Las medidas como lonas publicitarias, sorteos semanales o la instalación de taquillas refrigeradas para que los clientes puedan hacer sus compras e irlas a recoger en un horario más amplio han permitido la reapertura de 12 nuevos locales. «La gente ahora valora todo el trabajo que hemos hecho cuando nos han dado el premio», afirma la comerciante. «Hemos hecho todas estas cosas bonitas para que la gente joven venga y consuma producto local y de kilómetro zero», asegura.
«La pandemia nos ha llevado a un alto consumo de internet que no es bueno», sentencia.
Mercado gastronómico
Los mercats de Santa Catalina y del Olivar se han convertido en mercados gastronómicos tras caer bajo el yugo del turismo
«No tengo miedo de la turistificación, tengo muy claro que el Mercat de Pere Garau nunca será un mercado gastronómico. La gente tiene que ir al mercat a comprar, no a comer y luego adquirir un kilito de naranjas», afirma contundente Paquita Bonnin. «Yo nací en este mercat, mis padres ya tenían un puesto aquí, no quiero ver el final de un sitio que amo muchísimo», sentencia.

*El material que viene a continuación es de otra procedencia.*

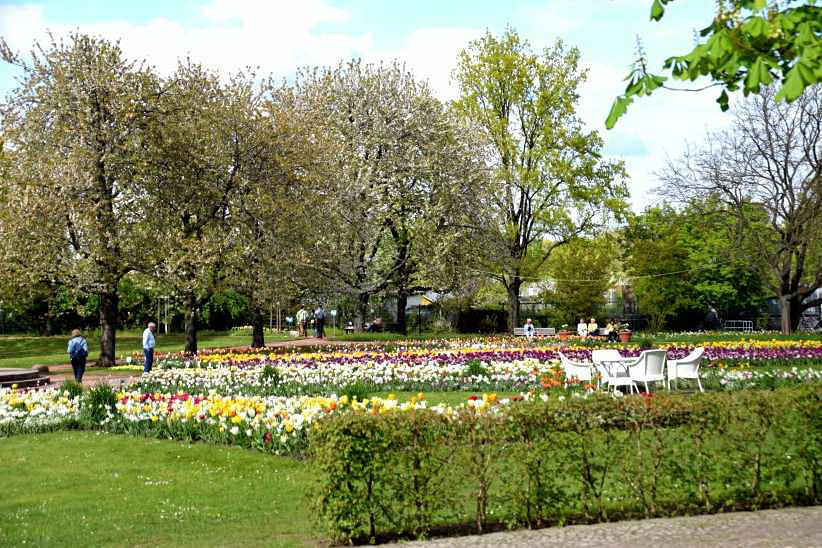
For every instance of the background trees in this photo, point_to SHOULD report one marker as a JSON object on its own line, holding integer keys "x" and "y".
{"x": 550, "y": 181}
{"x": 75, "y": 189}
{"x": 766, "y": 173}
{"x": 581, "y": 273}
{"x": 398, "y": 194}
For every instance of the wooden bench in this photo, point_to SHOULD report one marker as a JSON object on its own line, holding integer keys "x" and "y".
{"x": 538, "y": 331}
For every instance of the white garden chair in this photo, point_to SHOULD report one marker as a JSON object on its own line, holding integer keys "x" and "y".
{"x": 649, "y": 367}
{"x": 610, "y": 365}
{"x": 580, "y": 370}
{"x": 606, "y": 355}
{"x": 687, "y": 367}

Nunca tuvimos tanto tiempo libre y nunca hemos ido con tanta prisa por la vida. El mercat es una experiencia que requiere cierta parsimonia, pero Mallorca hace tiempo que perdió la calma. La población debe decidir que Palma quiere, la del carrer de Sant Miquel y de Santa Catalina, o la de una ciudad donde todavía saludas por su nombre a los vecinos. La elección está en nuestras manos.